Appalling judgement is an understatement. A shave, haircut and a change of name would have cheaper and more effective than this misdirected defamation case. Everything that has been aired in public just makes him appear more guilty, even if he 'wins', he loses. Prior to this defamation action there was so much noise surrounding events that many people didn't really have a strong opinion about Bruce. Now we have seen evidence of his lying, multiple times to multiple people including the authorities. We have seen him plying a young women with drinks to get her legless, then his unconvincing answers regarding this. We know with certainty he was with Higgins at the time she alleges she was r*ped, furthermore she has identified him specifically. Then he turns out to have form wrt sexual assault as a number of legitimate sounding accusations have surfaced from other women. Must be one of the stupidest defamation cases ever, I'm not sure what his lawyers were thinking.
 
I don't think he's an idiot, I think his decision to sue showed appalling judgement and we're watching him pay the price, in deliciously excruciating real time, of this monumental mistake. His answers aren't silly but sensible answers can't make the truth go away - lies eventually catch up with us, almost always. I can't decide if he's here because of avarice, pride, some sort of misguided misogynistic belief that he's owed it, or whether he desperately needs the money to pay for his trials.
I'm thinking one of the conditions of his legal representative, is if he got off, he sues for defamation to pay his bills.
 
I'm thinking one of the conditions of his legal representative, is if he got off, he sues for defamation to pay his bills.

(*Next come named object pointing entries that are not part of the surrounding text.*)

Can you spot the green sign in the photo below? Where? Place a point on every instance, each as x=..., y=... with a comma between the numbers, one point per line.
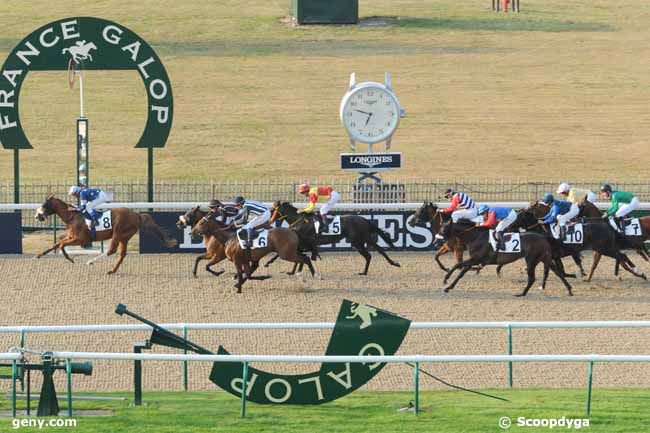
x=91, y=44
x=360, y=330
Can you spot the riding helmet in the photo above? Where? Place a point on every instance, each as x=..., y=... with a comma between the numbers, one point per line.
x=548, y=198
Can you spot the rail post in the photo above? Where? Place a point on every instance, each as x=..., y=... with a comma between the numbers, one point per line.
x=185, y=333
x=14, y=374
x=244, y=387
x=509, y=353
x=68, y=374
x=416, y=379
x=589, y=385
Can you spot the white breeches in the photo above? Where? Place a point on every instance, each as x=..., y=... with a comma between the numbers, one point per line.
x=334, y=198
x=565, y=218
x=627, y=208
x=505, y=223
x=464, y=214
x=258, y=220
x=101, y=198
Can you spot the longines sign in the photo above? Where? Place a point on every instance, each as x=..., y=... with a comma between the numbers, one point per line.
x=371, y=162
x=92, y=44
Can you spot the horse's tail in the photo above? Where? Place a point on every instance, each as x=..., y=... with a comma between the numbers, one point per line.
x=384, y=235
x=148, y=224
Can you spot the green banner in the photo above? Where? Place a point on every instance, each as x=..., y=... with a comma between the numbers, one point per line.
x=91, y=44
x=360, y=330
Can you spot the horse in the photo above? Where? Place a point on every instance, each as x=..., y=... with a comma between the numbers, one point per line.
x=283, y=241
x=126, y=223
x=534, y=248
x=429, y=213
x=598, y=236
x=215, y=252
x=357, y=230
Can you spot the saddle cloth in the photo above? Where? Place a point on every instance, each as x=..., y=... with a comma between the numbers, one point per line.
x=512, y=241
x=632, y=226
x=260, y=238
x=105, y=222
x=334, y=227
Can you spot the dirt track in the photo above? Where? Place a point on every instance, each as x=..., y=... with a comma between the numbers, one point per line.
x=50, y=291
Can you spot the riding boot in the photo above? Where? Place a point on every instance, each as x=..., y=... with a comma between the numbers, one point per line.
x=501, y=242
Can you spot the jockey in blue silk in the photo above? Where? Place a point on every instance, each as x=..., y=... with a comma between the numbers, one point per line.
x=561, y=211
x=89, y=198
x=251, y=214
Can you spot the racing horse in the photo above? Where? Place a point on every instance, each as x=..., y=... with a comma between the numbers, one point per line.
x=598, y=236
x=429, y=213
x=126, y=223
x=283, y=241
x=534, y=248
x=215, y=252
x=357, y=230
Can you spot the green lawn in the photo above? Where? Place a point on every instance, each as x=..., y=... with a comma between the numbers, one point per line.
x=613, y=410
x=540, y=94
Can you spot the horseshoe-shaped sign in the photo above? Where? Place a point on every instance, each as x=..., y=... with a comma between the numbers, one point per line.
x=360, y=330
x=93, y=44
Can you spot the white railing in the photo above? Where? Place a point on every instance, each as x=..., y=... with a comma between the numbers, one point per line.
x=340, y=206
x=323, y=325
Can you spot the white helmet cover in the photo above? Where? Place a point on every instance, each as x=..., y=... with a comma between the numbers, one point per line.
x=563, y=188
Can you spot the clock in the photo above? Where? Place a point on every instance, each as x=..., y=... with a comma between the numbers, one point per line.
x=370, y=112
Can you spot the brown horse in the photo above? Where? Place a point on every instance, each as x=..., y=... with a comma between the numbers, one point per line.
x=283, y=241
x=126, y=223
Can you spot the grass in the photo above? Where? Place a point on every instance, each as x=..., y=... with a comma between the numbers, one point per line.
x=542, y=94
x=613, y=410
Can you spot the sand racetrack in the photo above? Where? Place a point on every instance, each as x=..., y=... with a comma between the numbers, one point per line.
x=51, y=291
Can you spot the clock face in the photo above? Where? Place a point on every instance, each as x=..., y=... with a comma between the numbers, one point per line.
x=370, y=114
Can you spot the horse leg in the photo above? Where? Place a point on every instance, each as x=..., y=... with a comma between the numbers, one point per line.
x=366, y=255
x=594, y=264
x=442, y=251
x=196, y=263
x=123, y=247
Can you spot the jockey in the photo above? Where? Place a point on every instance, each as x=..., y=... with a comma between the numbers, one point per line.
x=89, y=198
x=250, y=214
x=623, y=203
x=575, y=195
x=223, y=212
x=497, y=218
x=462, y=206
x=319, y=194
x=561, y=211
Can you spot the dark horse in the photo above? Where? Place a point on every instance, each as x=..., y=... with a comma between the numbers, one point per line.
x=429, y=213
x=125, y=222
x=283, y=241
x=360, y=232
x=534, y=248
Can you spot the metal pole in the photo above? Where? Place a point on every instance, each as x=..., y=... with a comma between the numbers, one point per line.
x=137, y=378
x=589, y=384
x=416, y=375
x=510, y=353
x=244, y=387
x=16, y=176
x=185, y=387
x=68, y=373
x=14, y=373
x=150, y=174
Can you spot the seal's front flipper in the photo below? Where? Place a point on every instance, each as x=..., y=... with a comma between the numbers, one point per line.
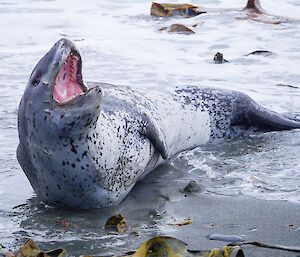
x=151, y=130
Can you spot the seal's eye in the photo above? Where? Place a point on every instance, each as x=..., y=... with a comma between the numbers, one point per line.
x=36, y=80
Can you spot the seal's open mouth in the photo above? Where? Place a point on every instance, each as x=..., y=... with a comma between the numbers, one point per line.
x=69, y=83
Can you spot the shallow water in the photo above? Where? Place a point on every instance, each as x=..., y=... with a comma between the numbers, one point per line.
x=121, y=44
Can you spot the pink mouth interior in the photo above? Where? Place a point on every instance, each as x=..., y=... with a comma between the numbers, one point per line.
x=66, y=86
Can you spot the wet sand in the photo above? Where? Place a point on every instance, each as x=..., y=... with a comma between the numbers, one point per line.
x=275, y=222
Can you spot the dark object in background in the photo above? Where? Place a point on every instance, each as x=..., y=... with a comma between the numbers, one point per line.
x=178, y=28
x=186, y=10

I think that's possible, even likely. I don't understand what drives some people to do the things they do, so who knows? But yeah, I sure as hell wouldn't have chosen to face this almighty legal bollocking. I half expected to wake to news he'd committed suicide overnight.
 
I don't think he's an idiot, I think his decision to sue showed appalling judgement and we're watching him pay the price, in deliciously excruciating real time, of this monumental mistake. His answers aren't silly but sensible answers can't make the truth go away - lies eventually catch up with us, almost always. I can't decide if he's here because of avarice, pride, some sort of misguided misogynistic belief that he's owed it, or whether he desperately needs the money to pay for his trials.

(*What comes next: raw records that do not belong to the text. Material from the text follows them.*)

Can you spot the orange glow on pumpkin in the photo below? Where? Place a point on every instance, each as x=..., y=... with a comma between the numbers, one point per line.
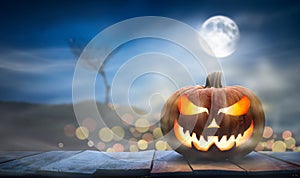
x=202, y=144
x=237, y=109
x=186, y=107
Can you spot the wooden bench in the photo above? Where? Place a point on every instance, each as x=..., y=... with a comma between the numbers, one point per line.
x=143, y=164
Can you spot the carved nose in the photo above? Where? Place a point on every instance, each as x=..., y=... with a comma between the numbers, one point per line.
x=213, y=124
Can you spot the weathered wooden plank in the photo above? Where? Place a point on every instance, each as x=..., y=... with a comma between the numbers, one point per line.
x=32, y=163
x=256, y=163
x=291, y=157
x=216, y=168
x=104, y=164
x=169, y=163
x=6, y=156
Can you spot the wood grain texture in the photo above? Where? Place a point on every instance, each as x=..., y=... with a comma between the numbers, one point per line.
x=146, y=163
x=101, y=163
x=31, y=164
x=216, y=168
x=257, y=163
x=11, y=155
x=169, y=163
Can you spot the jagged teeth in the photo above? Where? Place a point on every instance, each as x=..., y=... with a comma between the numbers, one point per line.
x=225, y=142
x=202, y=143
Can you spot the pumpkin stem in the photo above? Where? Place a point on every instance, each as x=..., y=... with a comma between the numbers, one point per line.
x=214, y=80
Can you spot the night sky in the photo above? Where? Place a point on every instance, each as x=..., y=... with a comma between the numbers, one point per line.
x=39, y=40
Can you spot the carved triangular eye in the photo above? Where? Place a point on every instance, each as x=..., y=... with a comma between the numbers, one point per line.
x=186, y=107
x=239, y=108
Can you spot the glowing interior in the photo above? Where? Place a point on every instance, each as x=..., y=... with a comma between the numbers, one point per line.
x=186, y=107
x=203, y=144
x=239, y=108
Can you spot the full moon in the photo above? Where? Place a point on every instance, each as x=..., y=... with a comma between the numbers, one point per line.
x=221, y=35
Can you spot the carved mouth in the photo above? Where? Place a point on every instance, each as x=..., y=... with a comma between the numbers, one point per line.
x=203, y=144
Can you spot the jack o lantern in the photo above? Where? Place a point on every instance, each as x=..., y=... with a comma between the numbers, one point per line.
x=213, y=122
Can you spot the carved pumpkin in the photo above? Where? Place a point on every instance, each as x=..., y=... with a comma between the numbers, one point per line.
x=213, y=122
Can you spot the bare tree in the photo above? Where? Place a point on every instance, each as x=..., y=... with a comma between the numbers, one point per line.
x=77, y=48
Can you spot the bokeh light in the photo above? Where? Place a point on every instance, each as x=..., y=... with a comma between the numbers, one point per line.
x=90, y=143
x=100, y=145
x=118, y=132
x=69, y=130
x=110, y=150
x=90, y=124
x=268, y=132
x=105, y=134
x=82, y=133
x=142, y=144
x=118, y=147
x=142, y=125
x=279, y=146
x=290, y=143
x=133, y=148
x=157, y=133
x=269, y=144
x=148, y=137
x=60, y=145
x=161, y=145
x=127, y=119
x=286, y=135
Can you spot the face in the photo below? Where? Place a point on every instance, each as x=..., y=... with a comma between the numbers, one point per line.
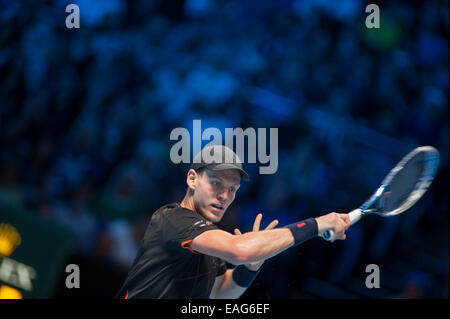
x=214, y=192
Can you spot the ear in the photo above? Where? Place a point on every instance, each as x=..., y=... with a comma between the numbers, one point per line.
x=191, y=179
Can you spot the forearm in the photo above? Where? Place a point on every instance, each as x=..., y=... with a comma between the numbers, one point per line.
x=226, y=288
x=254, y=246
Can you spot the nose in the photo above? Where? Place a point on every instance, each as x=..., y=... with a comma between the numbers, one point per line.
x=223, y=196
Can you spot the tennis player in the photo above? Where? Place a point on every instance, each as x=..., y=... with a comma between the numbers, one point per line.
x=183, y=252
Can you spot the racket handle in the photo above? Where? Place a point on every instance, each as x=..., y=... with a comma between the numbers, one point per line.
x=354, y=216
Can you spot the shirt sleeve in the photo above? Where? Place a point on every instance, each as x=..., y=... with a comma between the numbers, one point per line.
x=182, y=227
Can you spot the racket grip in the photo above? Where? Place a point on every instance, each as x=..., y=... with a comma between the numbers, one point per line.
x=354, y=216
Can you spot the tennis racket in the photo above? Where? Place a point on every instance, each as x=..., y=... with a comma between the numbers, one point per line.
x=401, y=188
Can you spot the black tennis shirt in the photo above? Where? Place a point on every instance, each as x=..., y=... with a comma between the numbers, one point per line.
x=165, y=265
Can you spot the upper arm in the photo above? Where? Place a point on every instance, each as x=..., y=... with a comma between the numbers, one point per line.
x=218, y=243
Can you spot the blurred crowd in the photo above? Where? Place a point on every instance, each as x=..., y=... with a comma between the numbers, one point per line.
x=86, y=114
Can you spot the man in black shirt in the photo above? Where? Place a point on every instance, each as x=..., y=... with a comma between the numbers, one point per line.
x=183, y=252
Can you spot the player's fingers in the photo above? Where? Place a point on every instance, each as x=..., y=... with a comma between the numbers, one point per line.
x=272, y=225
x=346, y=219
x=257, y=222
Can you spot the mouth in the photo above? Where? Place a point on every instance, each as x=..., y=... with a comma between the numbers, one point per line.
x=218, y=207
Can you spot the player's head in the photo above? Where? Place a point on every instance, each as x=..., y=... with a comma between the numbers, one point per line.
x=213, y=181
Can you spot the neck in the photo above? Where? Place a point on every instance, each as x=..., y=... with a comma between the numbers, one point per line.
x=188, y=202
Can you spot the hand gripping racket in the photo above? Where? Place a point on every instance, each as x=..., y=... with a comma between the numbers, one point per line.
x=401, y=188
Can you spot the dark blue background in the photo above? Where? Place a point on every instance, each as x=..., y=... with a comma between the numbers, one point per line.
x=86, y=114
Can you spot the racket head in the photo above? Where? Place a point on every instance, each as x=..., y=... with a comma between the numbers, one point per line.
x=406, y=183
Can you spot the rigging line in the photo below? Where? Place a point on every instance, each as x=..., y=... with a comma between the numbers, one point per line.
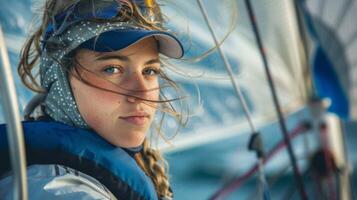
x=228, y=68
x=238, y=181
x=14, y=131
x=292, y=157
x=239, y=94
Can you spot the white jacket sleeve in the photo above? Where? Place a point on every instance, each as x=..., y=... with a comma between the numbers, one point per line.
x=57, y=182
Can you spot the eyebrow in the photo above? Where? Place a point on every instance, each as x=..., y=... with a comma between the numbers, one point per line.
x=126, y=59
x=117, y=57
x=152, y=61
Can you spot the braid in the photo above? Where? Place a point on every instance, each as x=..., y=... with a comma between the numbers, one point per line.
x=155, y=166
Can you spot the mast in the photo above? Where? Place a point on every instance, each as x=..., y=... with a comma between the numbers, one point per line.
x=14, y=126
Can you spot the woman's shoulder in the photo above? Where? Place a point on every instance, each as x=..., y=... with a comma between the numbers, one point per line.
x=58, y=181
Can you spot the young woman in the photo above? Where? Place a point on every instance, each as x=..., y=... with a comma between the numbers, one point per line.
x=100, y=88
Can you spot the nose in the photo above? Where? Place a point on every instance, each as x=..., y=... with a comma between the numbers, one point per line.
x=136, y=86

I'm sort of torn with this action, because odds are he's a pest and that him proceeding with this is borderline comically ill-advised given a certain cross-examination and other external claims of assault in the ether; but then I also think the way Channel 10 / Brittany went about it was also extremely poor.

It can be a fine line in investigative journalism between a concerted effort to obtain information that would otherwise remain concealed that is in the public interest to bring to light (eg. Nine against Roberts-Smith) and effectively weaponizing that information (eg. Milligan getting sued and settling twice at our expense) under the guise of being something of a freedom-fighter. I feel like the Project interview fell towards the latter of that spectrum, heavily politicising the events that were to evolve thereafter, when the case was reopened 2 days after. Even the Libs had to buy into the 'guilty until proven innocent' vibe, so I can't imagine what it would have been like being a copper fielding this renewed claim, or in prosecutions thereafter.

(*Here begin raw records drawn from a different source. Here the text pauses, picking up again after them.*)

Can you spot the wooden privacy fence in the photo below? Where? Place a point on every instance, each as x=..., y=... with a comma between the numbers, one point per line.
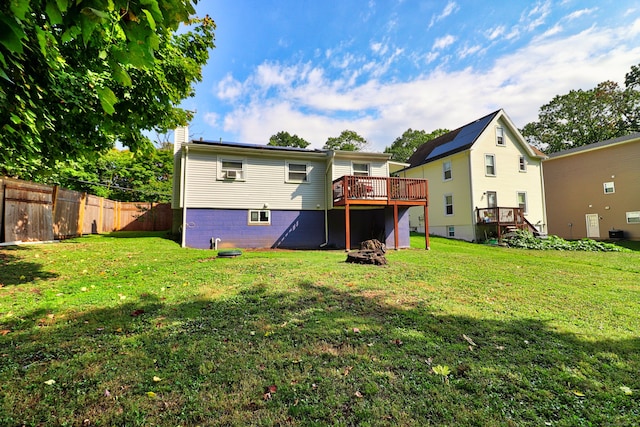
x=36, y=212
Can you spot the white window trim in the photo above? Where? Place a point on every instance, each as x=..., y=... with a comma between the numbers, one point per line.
x=249, y=222
x=633, y=217
x=444, y=199
x=451, y=231
x=500, y=134
x=495, y=168
x=287, y=173
x=444, y=170
x=522, y=164
x=353, y=172
x=612, y=186
x=526, y=201
x=222, y=174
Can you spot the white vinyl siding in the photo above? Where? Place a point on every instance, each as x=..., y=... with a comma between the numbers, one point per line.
x=446, y=170
x=263, y=184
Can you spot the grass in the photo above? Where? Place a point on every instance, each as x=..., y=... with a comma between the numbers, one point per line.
x=130, y=329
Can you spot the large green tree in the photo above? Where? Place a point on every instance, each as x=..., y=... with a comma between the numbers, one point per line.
x=347, y=141
x=285, y=139
x=78, y=75
x=123, y=176
x=404, y=146
x=583, y=117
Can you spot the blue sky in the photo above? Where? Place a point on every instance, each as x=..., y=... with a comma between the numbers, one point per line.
x=379, y=67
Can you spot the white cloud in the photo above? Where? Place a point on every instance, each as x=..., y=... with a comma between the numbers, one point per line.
x=579, y=13
x=496, y=32
x=443, y=42
x=450, y=8
x=316, y=106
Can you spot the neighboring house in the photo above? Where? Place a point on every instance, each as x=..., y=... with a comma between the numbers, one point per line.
x=594, y=190
x=230, y=195
x=484, y=180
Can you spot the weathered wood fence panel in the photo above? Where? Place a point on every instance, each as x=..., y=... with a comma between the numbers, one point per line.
x=27, y=211
x=35, y=212
x=66, y=212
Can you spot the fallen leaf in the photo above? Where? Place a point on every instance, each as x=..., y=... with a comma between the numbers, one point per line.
x=626, y=390
x=469, y=340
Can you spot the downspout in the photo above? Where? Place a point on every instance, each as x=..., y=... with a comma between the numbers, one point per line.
x=326, y=199
x=183, y=186
x=473, y=220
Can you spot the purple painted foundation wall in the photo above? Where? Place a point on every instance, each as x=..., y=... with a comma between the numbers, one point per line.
x=293, y=229
x=288, y=229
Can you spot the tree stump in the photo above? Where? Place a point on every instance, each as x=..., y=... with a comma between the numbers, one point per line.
x=371, y=252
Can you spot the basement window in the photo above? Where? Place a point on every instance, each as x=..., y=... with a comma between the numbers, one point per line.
x=259, y=217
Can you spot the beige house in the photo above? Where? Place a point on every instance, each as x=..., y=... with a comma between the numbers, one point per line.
x=484, y=180
x=594, y=190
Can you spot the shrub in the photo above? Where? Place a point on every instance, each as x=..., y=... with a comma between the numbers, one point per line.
x=526, y=240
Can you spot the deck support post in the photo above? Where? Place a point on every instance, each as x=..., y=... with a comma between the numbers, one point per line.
x=395, y=226
x=347, y=228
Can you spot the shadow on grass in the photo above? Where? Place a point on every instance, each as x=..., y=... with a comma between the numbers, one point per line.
x=311, y=356
x=16, y=271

As for defamation, I like what was in the Tim Clarke podcast posted earlier, in that a only handful of people would have actually recognised him. Hopefully they give him a grand and make 10 pay for the legal costs. I think justice will have been served if both parties lose here!
 
I think that's possible, even likely. I don't understand what drives some people to do the things they do, so who knows? But yeah, I sure as hell wouldn't have chosen to face this almighty legal bollocking. I half expected to wake to news he'd committed suicide overnight.
Yes, no calls that he was being harshly treated in cross examination, as was the case when Higgins was questioned by Whybrow. Apparently, he has been suffering from similar anxiety as she has, but of course, he is the "villain", so it's OK. I hope Whybrow gets to question her in this case and can elicit answers the questions that remained unanswered at the criminal trial.